The Respondent is volvoaero.com, with address in Bartolo, Argentina.
2. The Domain Name and Registrar
The disputed domain name is <volvoaero.com>.
The registrar of the disputed domain name is Network Solutions, Inc., with business address in Herndon, Virginia, USA.
3. Procedural History
The essential procedural history of the administrative proceeding is as follows:
(a) Complainant initiated the proceeding by the filing of a complaint via e-mail received by the WIPO Arbitration and Mediation Center ("WIPO") on May 31, 2001, and via courier mail received by WIPO on June 5, 2001. Complainant paid the requisite filing fees. On June 8, 2001, WIPO transmitted a Request for Registrar Verification to the registrar, Network Solutions (with the Registrar’s Response received by WIPO on June 11, 2001).
(b) On June 12, 2001, WIPO transmitted notification of the complaint and commencement of the proceeding to Respondent via e-mail, telefax and courier mail.
(c) On July 2, 2001, WIPO transmitted notification to Respondent of its default in responding to the complaint via e-mail.
(d) On July 6, 2001, WIPO invited the undersigned to serve as panelist in this administrative proceeding, subject to receipt of an executed Statement of Acceptance and Declaration of Impartiality and Independence ("Statement and Declaration"). On July 9, 2001, the undersigned transmitted by fax the executed Statement and Declaration to WIPO.
(e) On July 11, 2001, Complainant and Respondent were notified by WIPO of the appointment of the undersigned sole panelist as the Administrative Panel (the "Panel") in this matter. WIPO notified the Panel that, absent exceptional circumstances, it would be required to forward its decision to WIPO by July 24, 2000. On July 11, 2001, the Panel received an electronic file in this matter by e-mail from WIPO. The Panel subsequently received a hard copy of the file in this matter by courier mail from WIPO.

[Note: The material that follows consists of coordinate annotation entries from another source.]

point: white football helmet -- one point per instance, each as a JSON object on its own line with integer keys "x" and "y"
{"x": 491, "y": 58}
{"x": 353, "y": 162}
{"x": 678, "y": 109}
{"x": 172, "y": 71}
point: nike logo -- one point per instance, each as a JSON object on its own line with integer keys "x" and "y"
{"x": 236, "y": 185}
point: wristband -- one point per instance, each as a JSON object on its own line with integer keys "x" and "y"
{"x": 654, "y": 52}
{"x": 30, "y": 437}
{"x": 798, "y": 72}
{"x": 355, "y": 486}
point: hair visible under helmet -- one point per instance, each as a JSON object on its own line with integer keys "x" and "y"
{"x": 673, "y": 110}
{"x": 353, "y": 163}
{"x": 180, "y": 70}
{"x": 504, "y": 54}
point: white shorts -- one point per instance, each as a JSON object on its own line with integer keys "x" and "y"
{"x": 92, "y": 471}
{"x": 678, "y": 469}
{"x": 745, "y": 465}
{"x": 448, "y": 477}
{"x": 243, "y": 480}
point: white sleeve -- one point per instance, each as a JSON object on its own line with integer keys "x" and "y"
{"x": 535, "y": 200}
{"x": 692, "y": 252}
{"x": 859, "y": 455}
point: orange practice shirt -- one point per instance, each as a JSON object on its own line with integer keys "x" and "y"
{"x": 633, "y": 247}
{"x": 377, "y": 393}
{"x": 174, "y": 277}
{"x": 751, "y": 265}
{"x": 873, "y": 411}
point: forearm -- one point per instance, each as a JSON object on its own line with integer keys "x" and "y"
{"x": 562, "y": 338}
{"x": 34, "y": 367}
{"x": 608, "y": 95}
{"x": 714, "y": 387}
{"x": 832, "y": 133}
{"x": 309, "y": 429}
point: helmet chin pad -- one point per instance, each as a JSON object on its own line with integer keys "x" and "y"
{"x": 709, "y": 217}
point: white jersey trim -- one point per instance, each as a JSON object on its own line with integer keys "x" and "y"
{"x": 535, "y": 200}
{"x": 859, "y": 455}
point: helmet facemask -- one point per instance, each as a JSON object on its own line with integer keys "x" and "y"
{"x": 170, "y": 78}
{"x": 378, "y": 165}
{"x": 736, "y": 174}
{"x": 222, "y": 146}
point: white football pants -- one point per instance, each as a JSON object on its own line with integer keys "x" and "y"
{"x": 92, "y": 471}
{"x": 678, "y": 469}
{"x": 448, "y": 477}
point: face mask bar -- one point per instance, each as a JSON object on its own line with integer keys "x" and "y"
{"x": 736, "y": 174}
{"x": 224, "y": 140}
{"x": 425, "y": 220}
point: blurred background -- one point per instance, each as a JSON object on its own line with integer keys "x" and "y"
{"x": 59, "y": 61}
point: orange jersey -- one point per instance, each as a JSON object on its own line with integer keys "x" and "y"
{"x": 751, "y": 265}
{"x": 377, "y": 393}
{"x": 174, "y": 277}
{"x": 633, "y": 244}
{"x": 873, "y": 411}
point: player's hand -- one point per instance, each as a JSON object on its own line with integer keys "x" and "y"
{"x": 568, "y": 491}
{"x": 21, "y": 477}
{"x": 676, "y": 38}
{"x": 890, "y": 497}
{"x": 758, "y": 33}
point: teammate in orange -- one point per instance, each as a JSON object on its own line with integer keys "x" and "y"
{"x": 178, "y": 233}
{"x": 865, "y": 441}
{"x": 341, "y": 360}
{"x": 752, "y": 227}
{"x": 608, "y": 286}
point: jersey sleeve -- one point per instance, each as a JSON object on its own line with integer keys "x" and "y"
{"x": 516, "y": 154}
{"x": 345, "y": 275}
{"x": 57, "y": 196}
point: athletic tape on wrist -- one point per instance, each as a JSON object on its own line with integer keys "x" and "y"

The Panel has not received any requests from Complainant or Respondent regarding further submissions, waivers or extensions of deadlines, and the Panel has not found it necessary to request any further information from the parties (taking note of Respondent’s default in responding to the complaint). The proceedings have been conducted in English.
4. Factual Background
Complainant, a wholly-owned entity of the Volvo group of companies, has registered the word trademark "VOLVO" on the Principal Register of the United States Patent and Trademark Office (USPTO). Complainant represents that there are eighteen such registrations for goods and services valid and subsisting, and has submitted a U.S. Trademark Electronic Search System (TESS) printout listing live trademark registrations as evidentiary support . (Complaint, paras. 7-9 & Exhibit A)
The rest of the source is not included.